Maybe it’s somebody who has unique skills. Maybe it’s somebody who has a unique personality that is going to mesh with our artists or labels. Obviously, there are foundational things, like time-management and communication skills. There’s a high level of accountability with our team because we’re putting people in direct communication with managers, label executives and artists. They have to be able to handle those conversations. With the amount of work we do, we can’t always be a buffer.

TikTok Recruiting

Recently, we did a recruiting initiative through TikTok. We needed more content creators for TikTok, so [we thought], why don’t we go to creators on the platform? Our content team came up with this idea that we have a couple student reps do a call-to-action. If you’re interested [in joining °1824], post a video submission using the hashtag #1824next. We knew we would get some great candidates, but in two weeks we probably got 700 submissions. We had over 10 million views using that hashtag. I think we hired nine people in the last month off that initiative.

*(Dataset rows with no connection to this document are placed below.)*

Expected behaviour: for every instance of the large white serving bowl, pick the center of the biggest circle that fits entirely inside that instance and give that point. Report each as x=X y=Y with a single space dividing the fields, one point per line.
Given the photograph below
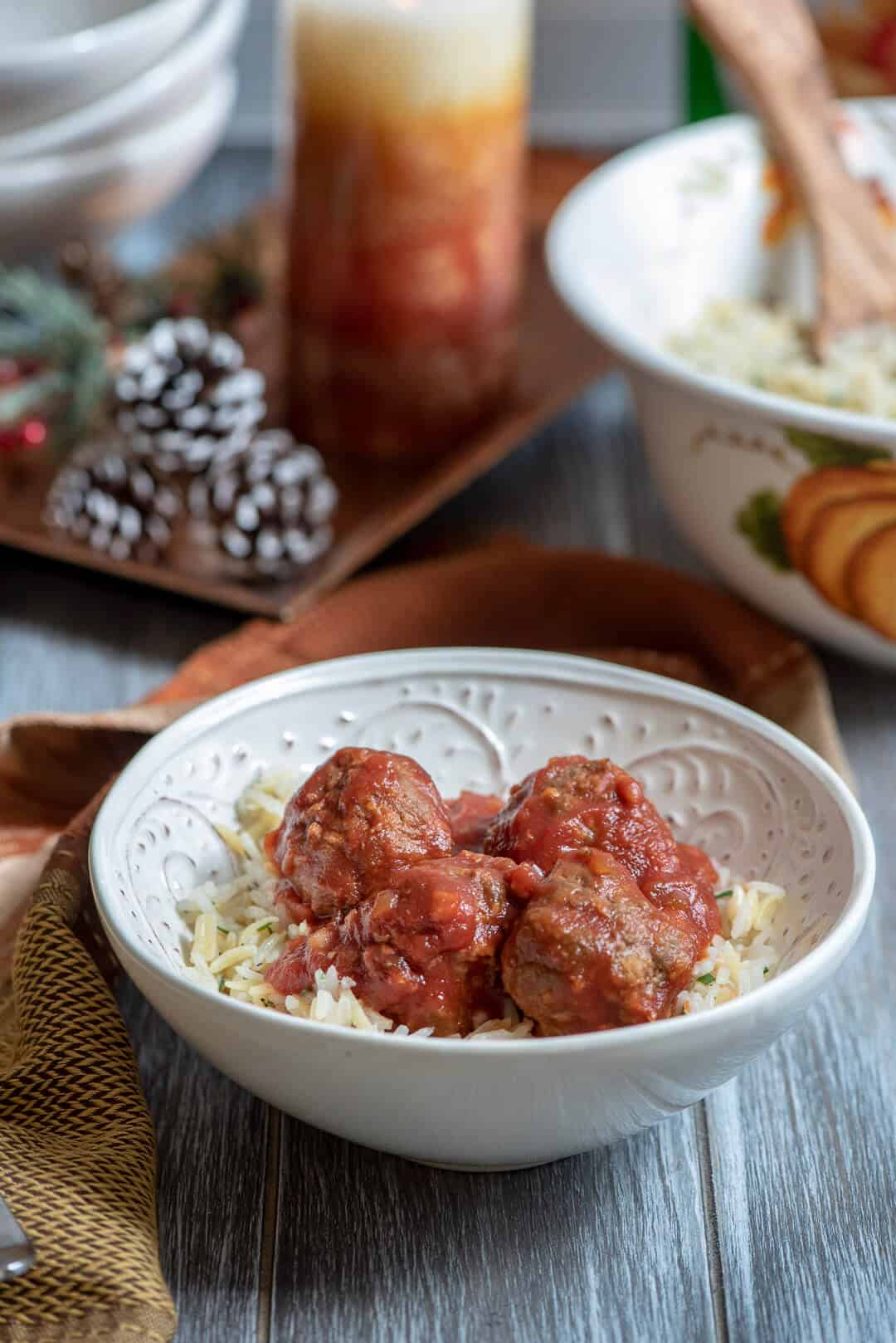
x=637 y=250
x=479 y=719
x=167 y=87
x=62 y=54
x=91 y=193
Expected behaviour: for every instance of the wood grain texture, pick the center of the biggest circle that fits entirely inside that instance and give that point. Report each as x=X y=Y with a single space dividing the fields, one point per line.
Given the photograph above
x=765 y=1216
x=212 y=1140
x=804 y=1143
x=375 y=1248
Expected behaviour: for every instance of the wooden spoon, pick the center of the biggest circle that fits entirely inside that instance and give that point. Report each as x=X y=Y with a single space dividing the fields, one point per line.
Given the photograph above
x=776 y=49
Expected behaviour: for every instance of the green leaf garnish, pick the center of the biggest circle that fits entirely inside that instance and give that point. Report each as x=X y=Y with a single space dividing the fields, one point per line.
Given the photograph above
x=759 y=521
x=822 y=450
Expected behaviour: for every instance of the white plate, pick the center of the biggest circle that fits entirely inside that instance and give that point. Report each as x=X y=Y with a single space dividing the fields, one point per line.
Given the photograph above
x=160 y=91
x=95 y=191
x=480 y=719
x=61 y=54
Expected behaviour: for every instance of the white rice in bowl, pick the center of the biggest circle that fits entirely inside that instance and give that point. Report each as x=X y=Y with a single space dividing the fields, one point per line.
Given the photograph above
x=236 y=932
x=766 y=347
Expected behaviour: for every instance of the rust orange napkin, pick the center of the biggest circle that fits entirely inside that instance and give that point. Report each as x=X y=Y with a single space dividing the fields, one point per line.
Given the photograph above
x=77 y=1158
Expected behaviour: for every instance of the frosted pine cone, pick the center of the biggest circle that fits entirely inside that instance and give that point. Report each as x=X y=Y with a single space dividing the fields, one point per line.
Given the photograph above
x=183 y=397
x=114 y=504
x=269 y=506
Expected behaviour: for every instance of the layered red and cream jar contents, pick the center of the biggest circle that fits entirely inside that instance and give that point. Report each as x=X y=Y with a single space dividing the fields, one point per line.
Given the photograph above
x=406 y=219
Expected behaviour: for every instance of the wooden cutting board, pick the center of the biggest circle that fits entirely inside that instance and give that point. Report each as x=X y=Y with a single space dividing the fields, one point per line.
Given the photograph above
x=377 y=504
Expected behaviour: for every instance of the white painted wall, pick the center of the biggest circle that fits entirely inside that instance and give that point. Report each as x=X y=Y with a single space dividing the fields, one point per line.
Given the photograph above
x=606 y=71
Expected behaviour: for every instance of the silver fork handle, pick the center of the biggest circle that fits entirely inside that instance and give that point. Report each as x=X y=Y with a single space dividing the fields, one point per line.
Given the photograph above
x=17 y=1251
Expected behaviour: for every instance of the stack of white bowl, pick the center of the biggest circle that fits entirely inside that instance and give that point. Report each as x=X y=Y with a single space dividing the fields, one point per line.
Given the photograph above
x=108 y=108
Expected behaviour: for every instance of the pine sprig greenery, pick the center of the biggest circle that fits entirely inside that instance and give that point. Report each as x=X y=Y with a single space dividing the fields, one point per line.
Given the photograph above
x=46 y=328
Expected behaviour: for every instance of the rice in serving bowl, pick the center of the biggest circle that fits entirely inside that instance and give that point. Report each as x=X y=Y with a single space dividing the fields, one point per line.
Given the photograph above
x=768 y=348
x=236 y=931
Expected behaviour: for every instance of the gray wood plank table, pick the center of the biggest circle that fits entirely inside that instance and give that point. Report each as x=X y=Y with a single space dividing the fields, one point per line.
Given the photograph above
x=767 y=1213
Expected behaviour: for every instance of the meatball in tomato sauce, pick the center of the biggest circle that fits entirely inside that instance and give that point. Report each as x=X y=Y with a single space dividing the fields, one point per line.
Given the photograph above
x=359 y=818
x=575 y=803
x=590 y=951
x=423 y=951
x=472 y=814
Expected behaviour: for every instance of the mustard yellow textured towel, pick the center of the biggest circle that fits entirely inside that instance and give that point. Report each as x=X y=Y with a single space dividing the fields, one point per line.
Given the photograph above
x=77 y=1147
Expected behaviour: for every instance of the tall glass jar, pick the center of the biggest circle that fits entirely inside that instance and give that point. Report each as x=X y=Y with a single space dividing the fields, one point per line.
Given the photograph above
x=406 y=217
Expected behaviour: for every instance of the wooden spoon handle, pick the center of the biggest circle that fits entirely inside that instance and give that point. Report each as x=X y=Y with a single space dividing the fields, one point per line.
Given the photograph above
x=776 y=49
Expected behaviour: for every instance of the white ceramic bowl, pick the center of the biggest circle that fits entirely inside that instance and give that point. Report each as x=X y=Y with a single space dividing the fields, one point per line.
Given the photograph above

We’re working with reps constantly. They get paid for every hour they work. We have weekly and bi-weekly calls. We have constant communication and a million ways in which we communicate. That’s how the mentorships happen––by doing the work. We do reviews and say, “What do you want to do? What are your goals? How do we help you get there?” We’ll have catch-up meetings and say, “Here’s where you’re at. Here’s what you need to improve.” Then there’s an annual review. “Based on what you told me last year, here’s where you are now. You’re surpassing expectations,” or “You’re almost there and here’s what we need to work on.” That’s how we mentor.

Going Global

Not everything we do at °1824 is going to work in every territory. In some cases, it may not be needed. In some cases, labor laws are different. There are a million reasons why I can’t just say, “Here’s the model. We’re going to replicate it in five territories.” We’ve presented to a few and said, “Here’s what we do. Let’s talk about your needs and what we can take from this that might work.” In 2018, we launched in the U.K. They took what we were doing and ran a successful test. We’re doing some really interesting work with New Zealand. It’s been fun watching them have early successes and making amazing content.

Not Just Students

We are a creative solutions team that offers top-quality, first-in-class content, influencer marketing, event production and creative strategy for Universal Music Group. And we happen to be powered by students. We’re not placing people because we’re a student development team. We’re placing them because of the work they’re doing. They’re amazing content creators, not amazing student content creators. Our best creators can compete with any outside agency. The work they produce speaks for itself.